On January 29, 1988, there was a bad accident: a Vanguard bound to Paris-Orly crashed while taking off from Toulouse-Blagnac airport. On March 22, 1991, La Poste (French mail), Air Inter, Air France and TAT created the SEA-Société d'Exploitation Aéropostale, initially known as ICS-Inter Ciel Service. The company's aircraft, which now included Boeing 737 Quick Change, carried passengers during the day on Air France, Air Inter, Air Charter or, on rare occasions, Corsair behalf. At night, the seats were removed and the twin jetliners were operated on La Poste, Chronopost or even a national newspaper behalf. In 1995, TAT sold its shares and the shareholding was split between Air France and La Poste (which included Sofipost for 40% and Chronopost for 10%). Shortly after, the company was renamed Aéropostale, taking the same name of a historic and famous airline.

==Incidents and accidents==
There were 12 recorded incidents/accidents involving Air Inter aircraft throughout 37 years of uninterrupted commercial operations, three of which were fatal. One of the other nine reported incidents included an aircraft hijacking, resulting in the loss of one life.

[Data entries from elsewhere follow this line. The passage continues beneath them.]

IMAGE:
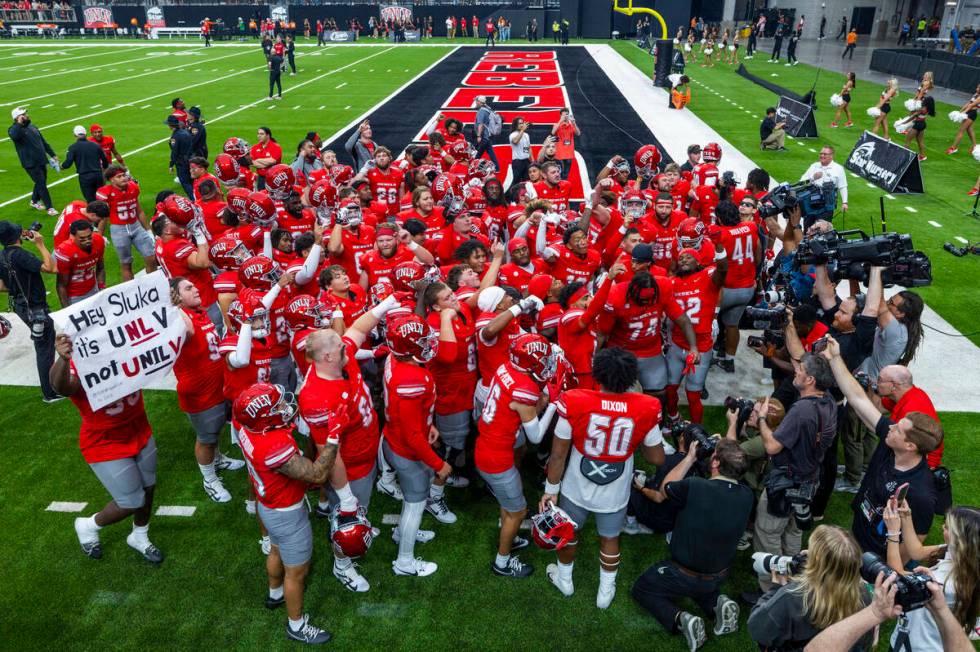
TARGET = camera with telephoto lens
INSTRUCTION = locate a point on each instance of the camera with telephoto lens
(764, 563)
(853, 257)
(912, 592)
(813, 199)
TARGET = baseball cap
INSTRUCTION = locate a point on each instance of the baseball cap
(642, 253)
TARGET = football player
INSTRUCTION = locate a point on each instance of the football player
(409, 391)
(118, 445)
(280, 475)
(335, 398)
(200, 387)
(510, 418)
(595, 437)
(696, 289)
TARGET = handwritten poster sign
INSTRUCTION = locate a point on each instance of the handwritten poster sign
(124, 338)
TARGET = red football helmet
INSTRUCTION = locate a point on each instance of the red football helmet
(553, 529)
(711, 153)
(246, 310)
(227, 170)
(341, 174)
(690, 233)
(238, 201)
(261, 210)
(647, 160)
(410, 335)
(533, 355)
(351, 533)
(461, 151)
(306, 312)
(323, 198)
(259, 273)
(481, 168)
(236, 147)
(633, 203)
(228, 252)
(447, 191)
(263, 407)
(279, 181)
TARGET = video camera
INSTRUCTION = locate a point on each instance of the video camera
(912, 591)
(813, 199)
(853, 257)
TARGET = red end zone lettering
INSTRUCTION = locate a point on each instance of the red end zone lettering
(497, 79)
(539, 98)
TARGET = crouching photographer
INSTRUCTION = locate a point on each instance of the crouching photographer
(812, 592)
(797, 448)
(712, 513)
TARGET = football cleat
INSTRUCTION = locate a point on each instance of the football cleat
(308, 633)
(419, 568)
(216, 491)
(351, 579)
(515, 568)
(438, 508)
(566, 588)
(88, 540)
(149, 551)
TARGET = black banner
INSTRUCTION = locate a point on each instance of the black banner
(798, 118)
(891, 167)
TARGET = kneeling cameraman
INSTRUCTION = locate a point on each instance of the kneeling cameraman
(713, 513)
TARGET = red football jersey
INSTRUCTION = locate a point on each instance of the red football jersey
(499, 422)
(349, 400)
(634, 327)
(456, 376)
(697, 297)
(410, 396)
(199, 369)
(79, 265)
(123, 204)
(264, 453)
(740, 242)
(113, 432)
(385, 186)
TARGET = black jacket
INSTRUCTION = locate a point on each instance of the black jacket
(32, 150)
(86, 156)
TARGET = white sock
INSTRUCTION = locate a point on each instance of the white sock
(348, 503)
(207, 470)
(408, 527)
(565, 571)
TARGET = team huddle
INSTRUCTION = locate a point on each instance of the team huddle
(368, 330)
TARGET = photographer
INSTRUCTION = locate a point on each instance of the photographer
(899, 459)
(20, 276)
(797, 448)
(713, 514)
(827, 590)
(956, 572)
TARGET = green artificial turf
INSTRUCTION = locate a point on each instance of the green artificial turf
(208, 593)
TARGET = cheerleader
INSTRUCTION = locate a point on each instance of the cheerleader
(845, 94)
(884, 107)
(966, 126)
(918, 127)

The airline's three fatal accidents were:

- On 12 August 1963, Air Inter Flight 2611, a Vickers Viscount 708 registered as F-BGNV, operating a scheduled flight from Lille to Lyon crashed while holding over Tramoyes at FL30 on the instructions of Lyon ATC, resulting in the deaths of 15 of the aircraft's 16 occupants (all four crew members and 11 out of 12 passengers) as well as one person on the ground. A storm forced the flight crew to request ATC permission to descend to FL25. In response, the crew received clearance for a straight-in approach to Lyon–Bron Airport's runway 17. Eyewitnesses reported the aircraft flying low in an easterly direction in the heart of the storm. The aircraft struck trees, the roof of a farmhouse and a telephone pole before coming to rest in a field. The investigation board cited exceptionally bad weather where the aircraft was instructed to hold, as well as a possibility of lightning dazzling the crew and causing temporary blindness or appreciably incapacitating both pilots.
- On 27 October 1972, Air Inter Flight 696Y, a Vickers Viscount 724 registered as F-BMCH, operating a scheduled night flight from Lyon to Clermont-Ferrand crashed into the Pic du Picon mountain 44 km east of Clermont-Ferrand airport at 1,000 ft killing 60 of the aircraft's 68 occupants, including all five crew and 55 of the 63 passengers. The accident was caused by the flight deck crew's failure to notice their plane's radio compass had shifted 180 degrees, most likely as a result of electrical discharges in rainfall blocking the signals emitted by Clermont-Ferrand's non-directional beacon (NDB), while being instructed to fly a holding pattern prior to receiving clearance to descend to 3,600 ft. This resulted in the crew's initiating their descent too early, which set the aircraft on a collision course with the mountain.
- On 20 January 1992, Air Inter Flight 148, operated by an Airbus A320-111 registered as F-GGED, crashed into a ridge near Mount Sainte-Odile in the Vosges mountains while on final approach to Strasbourg at the end of a scheduled flight from Lyon. This resulted in the deaths of 87 of the aircraft's occupants (five crew members, 82 passengers), the worst accident in company history. There were nine survivors (one crew member, eight passengers). The accident was caused by the aircraft's wrongly programmed Flight Control Unit (FCU), a consequence of the crew's failure to notice that the FCU was in [incorrect] vertical speed mode when programming the angle of descent (-3.3 [3.3 degrees]). The excessive descent (3,300 ft./minute instead of 800 ft./minute) took the aircraft below its minimum safe altitude. This resulted in the aircraft's striking trees and a 2,710 ft high ridge in the cloud-covered mountains.

The following was a notable, non-fatal incident:

- On 28 December 1971, Vickers Viscount (registration: F-BOEA) was damaged beyond economic repair at Clermont-Ferrand Aulnat Airport when it departed the runway on a training flight during a simulated failure of number 4 engine.